Trois lignes de conduite d’une conversation performante

Pourquoi des lignes de conduite dans une conversation?

Avec mes associés de La Boetie Partners nous utilisons de manière « massive » des lignes de conduite dans les conversations que nous animons car :

  1. L’exploration de sujets sensibles demande de bonnes conversations.
  2. Une bonne conversation est une discussion où tous les points de vues sont entendus et où la voie intégrant toutes les bonnes raisons est recherchée.
  3. La bonne intention ne suffit pas pour mener une bonne conversation, car c’est mon comportement réel qui aide ou freine les autres pas uniquement mon intention.
  4. Mon comportement réel peut faciliter la conversation si je suis trois lignes de conduite simples et concrètes.
  5. Nous observons que proposer ces lignes de conduite à un auditoire avant la conversation en change le climat.
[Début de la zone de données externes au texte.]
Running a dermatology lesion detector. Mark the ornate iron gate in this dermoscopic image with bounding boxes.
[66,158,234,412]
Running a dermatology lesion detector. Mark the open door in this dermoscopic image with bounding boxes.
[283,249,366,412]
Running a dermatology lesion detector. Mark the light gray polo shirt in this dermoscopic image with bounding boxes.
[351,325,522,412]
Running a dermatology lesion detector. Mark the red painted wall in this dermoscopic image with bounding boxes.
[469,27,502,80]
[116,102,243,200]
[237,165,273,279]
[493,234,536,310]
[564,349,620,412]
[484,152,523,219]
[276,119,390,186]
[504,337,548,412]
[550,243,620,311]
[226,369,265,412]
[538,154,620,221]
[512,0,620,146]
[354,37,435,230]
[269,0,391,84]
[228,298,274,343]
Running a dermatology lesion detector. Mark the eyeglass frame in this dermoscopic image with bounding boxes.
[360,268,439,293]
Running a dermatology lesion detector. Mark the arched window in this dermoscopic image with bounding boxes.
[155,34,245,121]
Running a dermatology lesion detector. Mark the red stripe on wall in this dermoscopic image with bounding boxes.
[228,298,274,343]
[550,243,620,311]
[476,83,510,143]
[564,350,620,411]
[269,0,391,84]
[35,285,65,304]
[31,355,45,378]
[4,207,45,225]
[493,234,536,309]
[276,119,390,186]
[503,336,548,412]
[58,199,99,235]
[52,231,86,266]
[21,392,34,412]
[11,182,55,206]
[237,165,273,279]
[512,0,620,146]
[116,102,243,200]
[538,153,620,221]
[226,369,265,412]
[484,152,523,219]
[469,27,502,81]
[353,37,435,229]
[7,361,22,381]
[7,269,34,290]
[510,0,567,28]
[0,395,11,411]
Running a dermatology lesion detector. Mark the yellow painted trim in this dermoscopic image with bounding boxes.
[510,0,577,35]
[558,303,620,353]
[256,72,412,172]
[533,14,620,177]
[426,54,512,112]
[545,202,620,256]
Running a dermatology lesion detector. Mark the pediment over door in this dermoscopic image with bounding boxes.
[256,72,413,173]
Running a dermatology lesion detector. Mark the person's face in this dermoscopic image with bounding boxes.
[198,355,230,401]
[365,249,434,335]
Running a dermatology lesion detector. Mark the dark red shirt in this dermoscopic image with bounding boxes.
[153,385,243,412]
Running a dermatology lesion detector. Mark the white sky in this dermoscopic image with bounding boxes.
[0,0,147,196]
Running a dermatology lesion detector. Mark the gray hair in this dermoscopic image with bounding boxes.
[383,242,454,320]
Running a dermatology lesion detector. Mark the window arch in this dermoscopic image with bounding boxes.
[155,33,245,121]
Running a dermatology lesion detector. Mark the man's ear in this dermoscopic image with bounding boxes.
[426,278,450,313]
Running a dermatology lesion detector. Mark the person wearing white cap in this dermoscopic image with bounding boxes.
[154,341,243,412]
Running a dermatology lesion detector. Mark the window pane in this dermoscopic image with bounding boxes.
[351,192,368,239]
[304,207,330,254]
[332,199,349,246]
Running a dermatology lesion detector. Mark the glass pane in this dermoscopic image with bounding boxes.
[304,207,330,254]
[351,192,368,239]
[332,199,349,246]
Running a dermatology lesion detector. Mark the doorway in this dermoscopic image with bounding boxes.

Quelles sont ces lignes de conduite ?

Pour aider les équipes à tenir des conversations dignes de leurs enjeux nous proposons un cadre de travail exigeant basé sur trois lignes conduite :

  • Décidez d’apprendre des autres, surtout si vous croyez les connaître “par coeur”, cette décision vous permettra d’explorer un nouveau monde et elle constitue une aide concrète pour être attentif : je dois chercher à apprendre quelque chose ! cette décision est un préalable à la recherche des bonnes raisons (ligne n°3).
  • Exprimez-vous lorsque vous avez quelque chose d’important à dire. Si vous ne le faite pas, le groupe manquera d’une information importante. Comment pourront-ils apprendre en vous écoutant ? Faites-le spécialement lorsque c’est difficile : lorsque vous craignez la contradiction ou de blesser quelqu’un, les “bonnes raisons” habituelles qui nous empêchent de parler ouvertement. C’est quand nous trouvons les mots pour les dépasser que nous aidons le plus le groupe.
  • Cherchez les bonnes raisons : chacun a toujours une bonne raison de dire ce qu’il dit, penser ce qu’il pense ou agir comme il le fait. Remplacer le blâme ou la tentative de convaincre l’autre par la recherche de sa compréhension donne le levier qui change la nature de nos conversations. Et plus ce que dit l’autre vous agace, plus le levier sera efficace !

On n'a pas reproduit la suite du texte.